彰は小説を閉じて、最後に会ったときに彩音と撮った動画を見た。それは渋谷駅で別れ際に彩音に頼んで、頬にキスしてもらっている動画だった。自分が彼女の夫だったら、この動画に嫉妬すると思えた。
視界がぼやけてきた。不意に涙がこぼれた。あの日の出来事は忘れられない。願ったり叶ったりだった。神泉の立ち飲み屋で飲んだ後、円山町のラブホに行ったのだった。部屋に入るや否や、彩音は「彰くん……」と囁くと、初めて見せるあだっぽい目つきを向けた。初めて味わう舌の感触、一糸まとわぬ姿、露わになった最も甘美な部分、行為の最中の声、柔らかい肌の感触。

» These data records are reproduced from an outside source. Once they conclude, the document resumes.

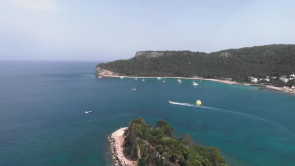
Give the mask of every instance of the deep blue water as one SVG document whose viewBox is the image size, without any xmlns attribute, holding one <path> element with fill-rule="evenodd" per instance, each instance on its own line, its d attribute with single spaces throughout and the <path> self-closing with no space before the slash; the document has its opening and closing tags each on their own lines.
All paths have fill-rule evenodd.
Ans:
<svg viewBox="0 0 295 166">
<path fill-rule="evenodd" d="M 138 117 L 167 120 L 177 136 L 218 148 L 235 166 L 295 165 L 295 95 L 209 81 L 99 79 L 98 63 L 0 62 L 0 165 L 110 165 L 107 136 Z M 196 100 L 213 109 L 167 103 Z"/>
</svg>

ホテルから出たときはこれで、離れ離れになっても彩音を愛し続けることができると思った。今はわからなかった。彼女のことを愛せるかどうかというよりも、これから何日も彼女と会えない日が続くのに耐えられるかどうか。もし、あのとき彩音が自分を受け入れなかったら、こんな思いをすることはなかっただろう。そして、小説も仕上げられたはずだ。
新幹線はまもなく熊谷に着くところだった。彰はグビグビと缶ビールを一気飲みすると、棚から荷物を下ろした。